Ainsi, nous observons dans quel état était chaque élément du logement à l’entrée et quelle a été la durée d’occupation.

Dans le cadre du décret n° 2016-382 du 30 mars 2016 ayant fixé les modalités d’établissement de l’état des lieux et la prise en compte de la vétusté des logements, loués à usage de résidence principale, nous appliquons nos propres grilles de vétusté mais pouvons aussi prendre en compte celles nos clients, à leur demande.

LA
VÉTUSTÉ

Lorsque Protexo ne réalise ni l’état des lieux d’entrée, ni l’état des lieux de sortie, notre Service Travaux peut comparer les deux documents déjà rédigés et chiffrer le montant des réparations à la charge du locataire. Nos critères qualitatifs ne changent pas, nos grilles de vétusté non plus.

Nous intervenons donc toujours de manière impartiale.

 

Nos grilles tarifaires sont validées avec nos clients et tiennent compte d’un coefficient de vétusté qui tient compte de 2 critères :

l’état du logement à l’entrée et la durée d’occupation des lieux.

Suite à l’état des lieux de sortie d’un local commercial ou d’un bail d'habitation, un chiffrage précis des réparations locatives peut être réalisé par notre service travaux afin de quantifier le montant de la remise en état des locaux suite aux éventuelles dégradations ou défauts d’entretien courant à la fin de bail du locataire sortant.

Protexo met à disposition toute son expertise en proposant des programmes de réparations adaptés, précis et réalistes.
Le constat des dégradations est alors aisément chiffrable et vous permet de programmer la remise en état nécessaire à la remise en location du bien et d’imputer la part locative sur le dépôt de garantie du contrat de bail du locataire sortant.

Notre société spécialisée réalise donc l’état des lieux de sortie du bien et définit le chiffrage des réparations locatives après l’avoir comparé à l’état des lieux d’entrée.

Nos services établissent un chiffrage des retenues locatives et traduisent financièrement les défauts d’entretien du logement ou les dégradations constatées dont est redevable le locataire. À l’issue de l’état des lieux de sortie, à réception de notre rapport, vous pouvez donc déduire directement ce chiffrage du dépôt de garantie du locataire.
Notre chiffrage est réalisé en fonction de grilles de vétusté.
Nous apportons, en conséquence, l’assurance d’un chiffrage impartial et exhaustif réalisé dans le respect des textes en vigueur.

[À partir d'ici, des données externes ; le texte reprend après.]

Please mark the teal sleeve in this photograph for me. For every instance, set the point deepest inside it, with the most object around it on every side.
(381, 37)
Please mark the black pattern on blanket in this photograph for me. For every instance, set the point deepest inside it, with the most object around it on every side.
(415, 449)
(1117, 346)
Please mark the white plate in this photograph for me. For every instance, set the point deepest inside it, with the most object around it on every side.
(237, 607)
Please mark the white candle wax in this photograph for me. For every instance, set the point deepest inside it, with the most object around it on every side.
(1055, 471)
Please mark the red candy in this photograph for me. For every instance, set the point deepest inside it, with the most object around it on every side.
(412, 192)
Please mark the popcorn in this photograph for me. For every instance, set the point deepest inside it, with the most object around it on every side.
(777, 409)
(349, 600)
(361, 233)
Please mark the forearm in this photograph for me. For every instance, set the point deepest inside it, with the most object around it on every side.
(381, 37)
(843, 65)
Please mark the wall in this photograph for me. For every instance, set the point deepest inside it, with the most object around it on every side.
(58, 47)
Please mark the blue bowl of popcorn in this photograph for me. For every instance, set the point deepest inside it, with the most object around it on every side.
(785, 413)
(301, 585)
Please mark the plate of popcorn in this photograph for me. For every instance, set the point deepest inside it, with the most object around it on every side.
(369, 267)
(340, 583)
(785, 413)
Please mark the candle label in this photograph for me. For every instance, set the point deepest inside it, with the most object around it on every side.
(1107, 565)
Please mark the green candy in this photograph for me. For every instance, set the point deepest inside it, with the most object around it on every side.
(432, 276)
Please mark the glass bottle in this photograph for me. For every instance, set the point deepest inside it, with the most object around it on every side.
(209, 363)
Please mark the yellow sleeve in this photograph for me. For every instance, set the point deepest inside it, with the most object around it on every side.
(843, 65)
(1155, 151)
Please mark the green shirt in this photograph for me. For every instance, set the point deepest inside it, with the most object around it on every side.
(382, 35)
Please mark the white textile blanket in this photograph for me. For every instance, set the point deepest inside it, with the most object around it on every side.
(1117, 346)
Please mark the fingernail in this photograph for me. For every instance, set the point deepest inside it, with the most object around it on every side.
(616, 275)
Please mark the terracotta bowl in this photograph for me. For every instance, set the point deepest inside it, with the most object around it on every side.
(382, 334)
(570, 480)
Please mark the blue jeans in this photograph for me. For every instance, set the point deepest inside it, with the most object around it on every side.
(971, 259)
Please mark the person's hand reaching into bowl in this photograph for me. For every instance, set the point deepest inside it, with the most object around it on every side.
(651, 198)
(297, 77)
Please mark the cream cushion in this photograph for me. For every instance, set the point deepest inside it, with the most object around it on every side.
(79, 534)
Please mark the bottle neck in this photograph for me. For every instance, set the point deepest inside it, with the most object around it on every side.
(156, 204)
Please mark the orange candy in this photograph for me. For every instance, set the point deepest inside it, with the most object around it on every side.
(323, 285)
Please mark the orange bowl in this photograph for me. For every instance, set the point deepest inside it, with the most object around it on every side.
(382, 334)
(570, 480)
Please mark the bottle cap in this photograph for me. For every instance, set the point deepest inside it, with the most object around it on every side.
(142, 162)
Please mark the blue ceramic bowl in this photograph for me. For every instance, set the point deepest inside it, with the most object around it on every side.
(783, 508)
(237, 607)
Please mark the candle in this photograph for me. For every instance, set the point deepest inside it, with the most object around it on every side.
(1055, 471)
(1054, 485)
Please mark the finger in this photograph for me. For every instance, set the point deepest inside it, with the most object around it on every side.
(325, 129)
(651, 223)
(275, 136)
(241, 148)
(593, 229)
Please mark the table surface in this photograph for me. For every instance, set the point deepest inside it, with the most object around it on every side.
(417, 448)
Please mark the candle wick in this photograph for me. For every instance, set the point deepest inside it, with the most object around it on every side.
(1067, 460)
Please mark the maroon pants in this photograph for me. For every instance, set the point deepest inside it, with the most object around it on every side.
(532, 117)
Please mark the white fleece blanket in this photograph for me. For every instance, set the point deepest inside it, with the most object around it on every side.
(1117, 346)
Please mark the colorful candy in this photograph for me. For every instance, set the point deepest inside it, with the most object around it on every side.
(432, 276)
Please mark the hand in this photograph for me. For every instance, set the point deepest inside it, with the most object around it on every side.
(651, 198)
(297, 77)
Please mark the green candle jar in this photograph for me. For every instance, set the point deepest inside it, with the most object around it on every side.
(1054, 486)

Ainsi , en référence à l’Article 7 de la loi du 6 juillet 1989, la vétusté s’entend de l’usure normale liée à l’utilisation de la chose louée : elle est à la charge du bailleur. Il en est de même pour les réparations occasionnées par malfaçon, vice de construction ou de fabrication, cas fortuite ou de force majeur.

À contrario, les dégradations, qui sont des détériorations consécutives à une utilisation anormale des équipements et des éléments du logement, par le locataire, sont à sa seule charge, à moins qu’il ne prouve qu’elles ont eu lieu par cas de force majeur, par la faute du bailleur ou par le fait d’un tiers qu’il n’a pas introduit dans le logement.
Reste également à la charge du locataire :
- Les réparations ayant le caractère de réparations locatives, tel que précisé dans le décret 87-712 du 26 aout 1987.
- La totalité de la remise des lieux en l’état initial lorsque ceux-ci ont subit des transformations, sans l’accord écrit du bailleur
- La totalité des dépenses consécutives à un défaut d’hygiène ou le débarras des lieux loués.

Application des abattements pour vétusté en cas de dégradation
En cas de dégradation par le locataire sortant, pendant la durée d’occupation, les abattements pour vétusté sont applicables aux divers éléments de la chose louée.
Les abattements pour vétusté sont calculés en fonction de l’âge des éléments considérés et par référence à une durée de vie théorique figurant dans la grille de vétusté.

Franchise
Pendant les premières années d’utilisation normale à compter de l’état des lieux d’entrée ou de leur utilisation, les équipements ne doivent pas subir de détériorations. Il est donc prévu une période de franchise pendant laquelle il n’est pas appliqué d’abattement pour vétusté.